NOW, THEREFORE, in consideration of the recitals, premises and mutual
covenants contained in this Agreement, the parties agree as follows:
1. Appointment. Subject to the terms and conditions of this Agreement,
COMPANY grants to REPRESENTATIVE the exclusive right to solicit orders for
Advertising Services from: i) advertisers within the non-"food and beverage"
industry other than those identified in Exhibit "B"; from Media; and from any
other advertiser to whom COMPANY grants REPRESENTATIVE solicitation rights in
writing during the term of this Agreement. All contracts for Advertising
Services are subject to, and not valid and binding in the absence of, prior
written approval by an officer of the COMPANY.

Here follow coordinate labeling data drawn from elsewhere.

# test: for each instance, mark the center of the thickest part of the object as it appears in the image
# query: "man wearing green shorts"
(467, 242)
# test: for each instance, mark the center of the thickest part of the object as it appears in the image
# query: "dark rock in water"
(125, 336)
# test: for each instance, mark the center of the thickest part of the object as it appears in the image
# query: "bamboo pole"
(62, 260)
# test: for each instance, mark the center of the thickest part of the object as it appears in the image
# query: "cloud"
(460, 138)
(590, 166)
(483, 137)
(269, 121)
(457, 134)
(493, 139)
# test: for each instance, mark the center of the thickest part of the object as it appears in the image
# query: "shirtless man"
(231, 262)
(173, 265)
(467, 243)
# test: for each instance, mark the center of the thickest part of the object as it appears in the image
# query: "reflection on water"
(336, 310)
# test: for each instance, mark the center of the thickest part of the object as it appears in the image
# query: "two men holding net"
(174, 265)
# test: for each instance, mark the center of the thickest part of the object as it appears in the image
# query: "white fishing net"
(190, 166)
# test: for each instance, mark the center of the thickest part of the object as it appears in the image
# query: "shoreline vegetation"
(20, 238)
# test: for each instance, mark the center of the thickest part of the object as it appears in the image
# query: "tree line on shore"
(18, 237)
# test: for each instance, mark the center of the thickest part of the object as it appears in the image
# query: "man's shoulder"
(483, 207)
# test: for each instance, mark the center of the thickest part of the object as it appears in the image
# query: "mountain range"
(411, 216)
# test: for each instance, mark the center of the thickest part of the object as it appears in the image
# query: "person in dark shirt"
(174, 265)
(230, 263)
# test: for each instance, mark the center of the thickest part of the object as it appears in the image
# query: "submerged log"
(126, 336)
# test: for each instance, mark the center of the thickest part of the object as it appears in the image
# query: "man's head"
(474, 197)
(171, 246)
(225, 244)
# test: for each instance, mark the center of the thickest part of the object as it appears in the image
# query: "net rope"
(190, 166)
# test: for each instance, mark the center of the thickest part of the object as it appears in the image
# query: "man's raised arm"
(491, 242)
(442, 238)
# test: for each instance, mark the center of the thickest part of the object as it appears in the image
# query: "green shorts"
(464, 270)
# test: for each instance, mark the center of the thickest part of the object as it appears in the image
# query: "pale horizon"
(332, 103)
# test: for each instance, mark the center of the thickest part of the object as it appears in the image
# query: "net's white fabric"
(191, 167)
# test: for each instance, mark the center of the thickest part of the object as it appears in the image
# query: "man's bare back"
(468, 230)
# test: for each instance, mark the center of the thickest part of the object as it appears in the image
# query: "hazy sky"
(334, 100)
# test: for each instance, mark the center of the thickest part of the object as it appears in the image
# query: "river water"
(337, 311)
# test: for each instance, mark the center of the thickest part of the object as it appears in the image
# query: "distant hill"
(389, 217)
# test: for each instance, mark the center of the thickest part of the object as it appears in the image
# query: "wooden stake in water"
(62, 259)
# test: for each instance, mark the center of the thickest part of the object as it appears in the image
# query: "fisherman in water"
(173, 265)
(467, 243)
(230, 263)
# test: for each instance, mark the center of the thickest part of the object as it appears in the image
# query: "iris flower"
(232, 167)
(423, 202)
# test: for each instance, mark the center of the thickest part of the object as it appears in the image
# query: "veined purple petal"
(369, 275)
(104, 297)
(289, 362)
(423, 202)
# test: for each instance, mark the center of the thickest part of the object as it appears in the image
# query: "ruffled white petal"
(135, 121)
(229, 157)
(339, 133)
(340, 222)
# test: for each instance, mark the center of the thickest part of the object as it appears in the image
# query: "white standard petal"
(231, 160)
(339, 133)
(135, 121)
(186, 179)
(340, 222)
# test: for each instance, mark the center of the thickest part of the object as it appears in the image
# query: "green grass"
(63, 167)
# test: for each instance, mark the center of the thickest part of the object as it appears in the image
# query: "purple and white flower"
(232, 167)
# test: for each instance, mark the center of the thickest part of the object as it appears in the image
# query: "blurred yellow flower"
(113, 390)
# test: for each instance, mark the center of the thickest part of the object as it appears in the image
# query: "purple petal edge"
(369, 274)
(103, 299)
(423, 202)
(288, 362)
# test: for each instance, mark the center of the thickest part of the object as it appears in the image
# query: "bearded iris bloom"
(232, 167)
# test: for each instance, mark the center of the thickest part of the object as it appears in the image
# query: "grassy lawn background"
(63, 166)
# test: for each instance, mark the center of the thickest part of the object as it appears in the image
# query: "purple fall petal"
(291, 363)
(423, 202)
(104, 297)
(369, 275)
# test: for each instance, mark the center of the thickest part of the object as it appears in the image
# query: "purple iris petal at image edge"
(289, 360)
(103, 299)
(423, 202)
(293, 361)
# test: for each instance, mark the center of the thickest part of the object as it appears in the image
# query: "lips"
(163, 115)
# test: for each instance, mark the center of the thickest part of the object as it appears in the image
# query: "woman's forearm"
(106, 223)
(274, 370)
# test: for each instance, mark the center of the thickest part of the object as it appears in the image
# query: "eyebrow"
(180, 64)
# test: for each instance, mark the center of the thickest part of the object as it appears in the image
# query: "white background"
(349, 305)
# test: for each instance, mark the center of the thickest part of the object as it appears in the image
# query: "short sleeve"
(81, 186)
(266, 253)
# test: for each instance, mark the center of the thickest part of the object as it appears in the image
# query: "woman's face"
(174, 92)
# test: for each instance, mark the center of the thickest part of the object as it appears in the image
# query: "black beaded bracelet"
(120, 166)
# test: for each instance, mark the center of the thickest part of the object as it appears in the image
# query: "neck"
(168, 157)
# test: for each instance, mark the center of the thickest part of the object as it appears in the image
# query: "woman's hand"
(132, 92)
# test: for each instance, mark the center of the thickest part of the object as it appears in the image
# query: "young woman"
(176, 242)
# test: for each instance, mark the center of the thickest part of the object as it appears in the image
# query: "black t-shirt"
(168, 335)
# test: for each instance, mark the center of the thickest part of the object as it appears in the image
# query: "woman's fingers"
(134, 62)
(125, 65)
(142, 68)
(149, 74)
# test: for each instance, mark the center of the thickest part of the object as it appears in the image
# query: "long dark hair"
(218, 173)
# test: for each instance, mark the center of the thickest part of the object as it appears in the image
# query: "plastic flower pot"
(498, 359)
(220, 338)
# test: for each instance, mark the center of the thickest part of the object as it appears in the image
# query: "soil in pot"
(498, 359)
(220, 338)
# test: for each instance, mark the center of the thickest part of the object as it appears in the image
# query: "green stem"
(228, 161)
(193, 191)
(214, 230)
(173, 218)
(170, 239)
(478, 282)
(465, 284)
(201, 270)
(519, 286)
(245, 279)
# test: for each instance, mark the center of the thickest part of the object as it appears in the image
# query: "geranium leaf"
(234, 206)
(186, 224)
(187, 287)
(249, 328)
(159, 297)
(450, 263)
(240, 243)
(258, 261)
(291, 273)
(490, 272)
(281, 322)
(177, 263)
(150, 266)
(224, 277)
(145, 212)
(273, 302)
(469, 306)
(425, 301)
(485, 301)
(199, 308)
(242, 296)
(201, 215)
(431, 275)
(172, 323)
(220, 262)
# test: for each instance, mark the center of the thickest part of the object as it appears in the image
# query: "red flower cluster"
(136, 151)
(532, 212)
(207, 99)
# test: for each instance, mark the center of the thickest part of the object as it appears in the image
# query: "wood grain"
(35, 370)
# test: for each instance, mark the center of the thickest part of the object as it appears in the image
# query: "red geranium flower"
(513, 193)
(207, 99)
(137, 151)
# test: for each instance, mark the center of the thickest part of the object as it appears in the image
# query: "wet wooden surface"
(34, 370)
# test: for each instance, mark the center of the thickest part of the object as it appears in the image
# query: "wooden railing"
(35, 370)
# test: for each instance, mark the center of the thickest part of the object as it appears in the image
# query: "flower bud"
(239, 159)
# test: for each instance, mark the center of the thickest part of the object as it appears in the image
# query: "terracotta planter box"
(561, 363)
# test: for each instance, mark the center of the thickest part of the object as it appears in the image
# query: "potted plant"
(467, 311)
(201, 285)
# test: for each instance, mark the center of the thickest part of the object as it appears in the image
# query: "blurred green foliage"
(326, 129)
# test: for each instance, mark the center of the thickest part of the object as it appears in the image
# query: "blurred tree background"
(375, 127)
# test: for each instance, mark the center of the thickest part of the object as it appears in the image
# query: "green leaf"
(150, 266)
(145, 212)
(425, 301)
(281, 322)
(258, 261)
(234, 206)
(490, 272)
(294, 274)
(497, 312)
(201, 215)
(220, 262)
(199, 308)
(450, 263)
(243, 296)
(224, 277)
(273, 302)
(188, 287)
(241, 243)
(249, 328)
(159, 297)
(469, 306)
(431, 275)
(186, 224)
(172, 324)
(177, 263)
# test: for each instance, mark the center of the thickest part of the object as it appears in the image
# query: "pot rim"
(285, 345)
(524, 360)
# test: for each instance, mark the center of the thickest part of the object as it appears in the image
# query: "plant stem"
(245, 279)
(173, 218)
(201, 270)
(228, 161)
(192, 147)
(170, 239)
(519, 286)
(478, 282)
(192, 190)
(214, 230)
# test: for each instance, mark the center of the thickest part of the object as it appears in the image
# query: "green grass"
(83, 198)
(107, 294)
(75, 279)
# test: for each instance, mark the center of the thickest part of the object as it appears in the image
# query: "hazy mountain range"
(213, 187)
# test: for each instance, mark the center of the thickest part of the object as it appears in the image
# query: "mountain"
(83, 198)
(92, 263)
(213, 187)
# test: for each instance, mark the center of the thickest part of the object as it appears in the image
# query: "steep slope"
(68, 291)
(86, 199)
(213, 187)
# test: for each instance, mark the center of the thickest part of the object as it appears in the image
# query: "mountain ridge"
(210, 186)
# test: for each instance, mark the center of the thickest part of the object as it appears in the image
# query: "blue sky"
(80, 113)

2. Relationship of the Parties. REPRESENTATIVE is not an employee,
partner or co-venturer of COMPANY for any purpose, and shall act only as an
independent contractor. REPRESENTATIVE shall adhere to COMPANY's Standards of
Usage for Authorized Representatives. REPRESENTATIVE shall be solely responsible
for the method, manner and means of its performance in compliance with this
Agreement. REPRESENTATIVE is not required to work any particular number of hours
per week or work on any particular days. REPRESENTATIVE does not have any
authority, and shall not hold itself out as having authority, either express or
implied, to make any commitment or representation on behalf of COMPANY or incur
any debt or obligation on behalf of COMPANY.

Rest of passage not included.